This project is part of the COMP61332 Text Mining coursework, focusing on Relation Extraction (RE). The objective is to develop and evaluate two different RE methods using a well-annotated dataset. We compare a traditional machine learning model (SVM) with a deep learning-based approach (BERT), implementing various enhancements to improve performance.
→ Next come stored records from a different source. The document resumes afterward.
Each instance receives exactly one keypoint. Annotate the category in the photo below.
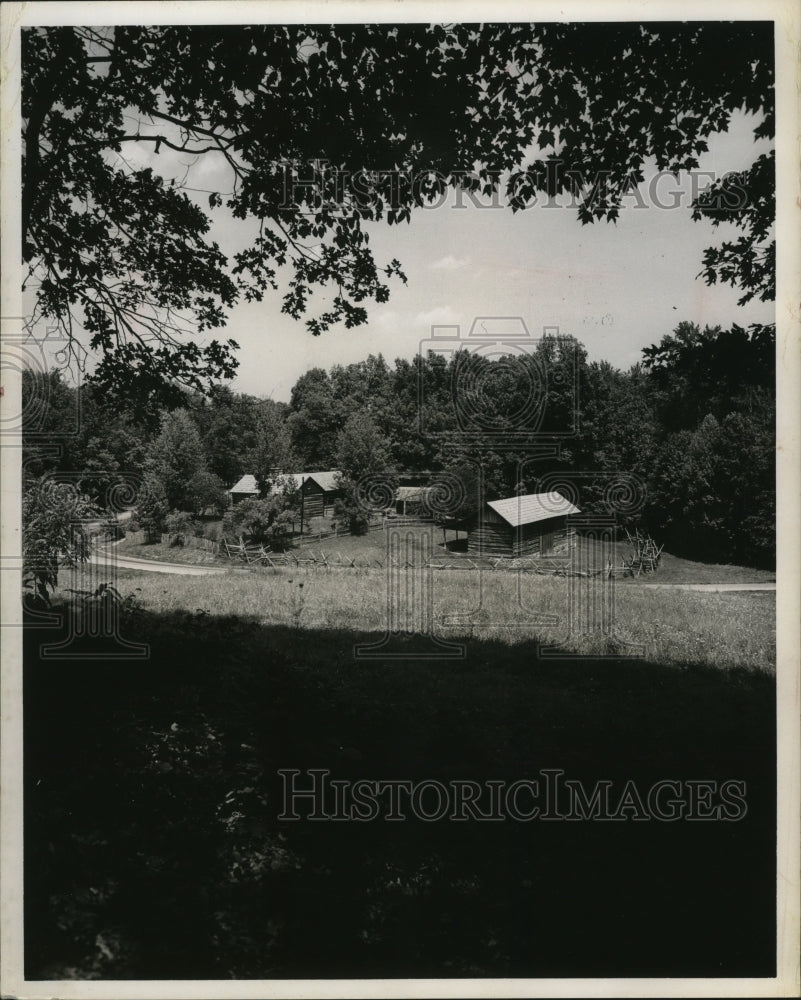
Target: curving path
(187, 569)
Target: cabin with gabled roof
(536, 524)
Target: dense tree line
(692, 426)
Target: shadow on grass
(154, 847)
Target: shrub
(151, 506)
(180, 526)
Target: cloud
(438, 316)
(450, 263)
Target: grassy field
(155, 848)
(672, 627)
(370, 549)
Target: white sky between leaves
(616, 287)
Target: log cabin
(534, 524)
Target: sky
(616, 287)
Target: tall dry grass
(589, 618)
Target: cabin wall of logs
(492, 536)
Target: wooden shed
(535, 524)
(412, 500)
(319, 491)
(245, 489)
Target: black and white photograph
(400, 509)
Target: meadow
(155, 843)
(727, 629)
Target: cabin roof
(247, 484)
(532, 507)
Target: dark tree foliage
(323, 128)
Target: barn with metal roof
(533, 524)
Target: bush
(179, 526)
(212, 531)
(151, 507)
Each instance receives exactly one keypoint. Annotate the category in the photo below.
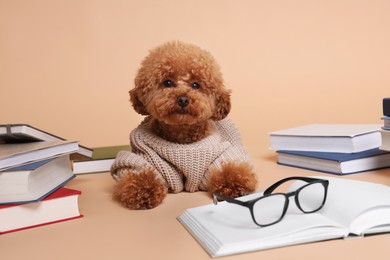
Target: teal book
(336, 163)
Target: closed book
(35, 181)
(12, 155)
(338, 138)
(25, 133)
(386, 122)
(352, 209)
(60, 206)
(386, 106)
(385, 134)
(336, 163)
(102, 159)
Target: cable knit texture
(181, 166)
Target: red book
(59, 206)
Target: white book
(385, 134)
(23, 133)
(12, 155)
(338, 138)
(92, 166)
(34, 181)
(353, 208)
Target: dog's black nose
(183, 101)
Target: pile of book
(385, 132)
(33, 173)
(331, 148)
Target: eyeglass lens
(269, 210)
(311, 197)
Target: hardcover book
(353, 208)
(386, 122)
(338, 138)
(24, 133)
(336, 163)
(35, 181)
(385, 140)
(60, 206)
(102, 159)
(12, 155)
(386, 107)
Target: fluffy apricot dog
(185, 142)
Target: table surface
(109, 231)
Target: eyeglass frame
(268, 192)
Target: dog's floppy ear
(222, 106)
(137, 104)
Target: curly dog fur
(181, 88)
We use the SemEval-2010 Task 8 dataset, available at:
SemEval-2010 Task 8 Dataset
- Task: Multi-way classification of semantic relationships between nominal pairs
- Training Samples: 8000
- Test Samples: 2717
- Relations: 18 classes, including
"Component-Whole(e2,e1)","Cause-Effect(e1,e2)", and"Other" - Example Entry:
- Sentence:
The system as described above has its greatest application in an arrayed configuration of antenna elements. - Relation: Component-Whole(e2,e1)
- Sentence:
This dataset was chosen because it provides clearly annotated entity relationships, a diverse set of relation types, and a balanced amount of training and test samples, making it ideal for evaluating RE models.
We implemented two different relation extraction approaches:
- A traditional machine learning approach using SVM as the classifier.
- Enhancements applied:
- TF-IDF vectorization for better text representation.
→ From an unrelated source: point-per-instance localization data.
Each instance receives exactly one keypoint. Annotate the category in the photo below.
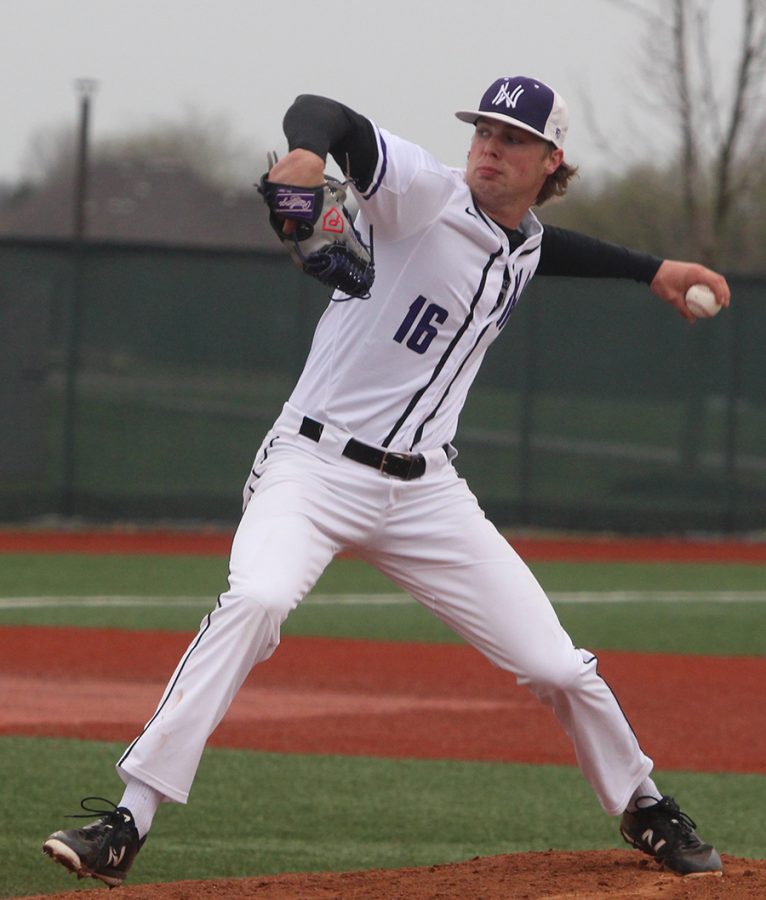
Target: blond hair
(556, 184)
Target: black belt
(400, 465)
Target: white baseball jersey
(394, 369)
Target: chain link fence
(137, 382)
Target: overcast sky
(407, 64)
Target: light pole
(85, 89)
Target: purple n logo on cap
(526, 103)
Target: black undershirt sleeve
(565, 252)
(327, 127)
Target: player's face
(506, 168)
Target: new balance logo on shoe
(665, 833)
(114, 859)
(648, 837)
(105, 849)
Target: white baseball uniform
(390, 374)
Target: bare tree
(718, 114)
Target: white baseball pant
(305, 503)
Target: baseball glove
(325, 243)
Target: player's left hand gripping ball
(324, 244)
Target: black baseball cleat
(105, 849)
(668, 835)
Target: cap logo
(511, 99)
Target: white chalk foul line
(393, 599)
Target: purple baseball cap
(526, 103)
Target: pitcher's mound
(553, 875)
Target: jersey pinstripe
(394, 370)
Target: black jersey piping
(383, 166)
(447, 353)
(435, 410)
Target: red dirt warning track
(427, 701)
(405, 700)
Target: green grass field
(258, 813)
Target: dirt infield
(420, 701)
(590, 875)
(216, 542)
(356, 697)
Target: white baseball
(701, 301)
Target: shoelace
(91, 811)
(668, 807)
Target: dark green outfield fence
(137, 383)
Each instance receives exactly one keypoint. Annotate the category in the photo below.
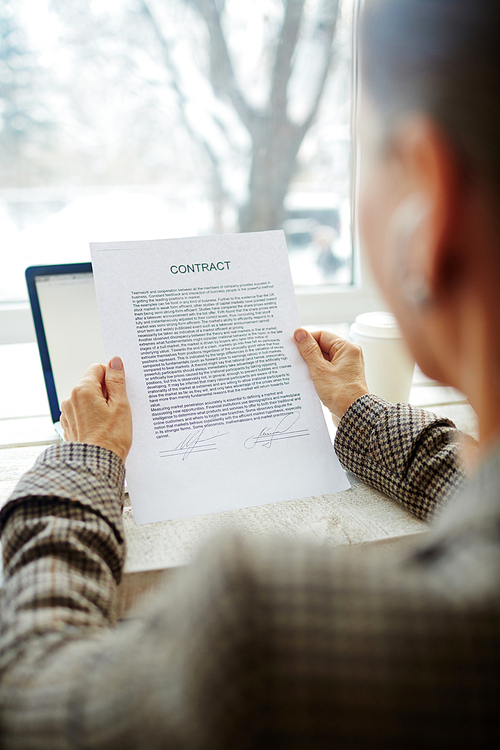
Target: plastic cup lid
(378, 324)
- BiLSTM + Attention for contextual feature extraction.
- GloVe embeddings to enrich semantic understanding.
- A deep learning-based approach using BERT (Bidirectional Encoder Representations from Transformers).
- Enhancements applied:
- Contrastive learning to refine relation embeddings.
- External knowledge augmentation using:
- WordNet (for entity-level enhancement).
- Wikidata (for relation-level enrichment).
- Learning rate scheduling to improve training stability.
The project includes four Jupyter notebooks, each corresponding to a specific model implementation:
| Notebook | Description |
|---|---|
original_bert.ipynb |
Baseline BERT model without enhancements. |
data_enhanced.ipynb |
BERT model with external knowledge augmentation. |
improved_bert.ipynb |
Final optimized BERT model with all enhancements. |
SVM.ipynb |
Contains all SVM versions, from baseline to improved models. |
BERT_evaluation.ipynb |
Evaluates the best BERT model. |
SVM_evaluation.ipynb |
Evaluates the best SVM model. |
Install all required dependencies using:
pip install -r requirements.txtAlternatively, manually install key libraries:
pip install pandas numpy scikit-learn torch transformers nltk tqdmAll necessary datasets, trained models, and scripts can be accessed here:
https://drive.google.com/drive/folders/1WAryE-SpUyVgOM79f24LfW-GTpFnM4Rf?usp=sharing
The shared folder contains:
improved_bert/:- Enhanced training & testing datasets (CSV format).
- Trained BERT model (
improved_bert_relation_model/).
original_bert/:- Trained baseline BERT model (
original_bert_relation_model/).
- Trained baseline BERT model (
SVM/:- All SVM-related data and trained models.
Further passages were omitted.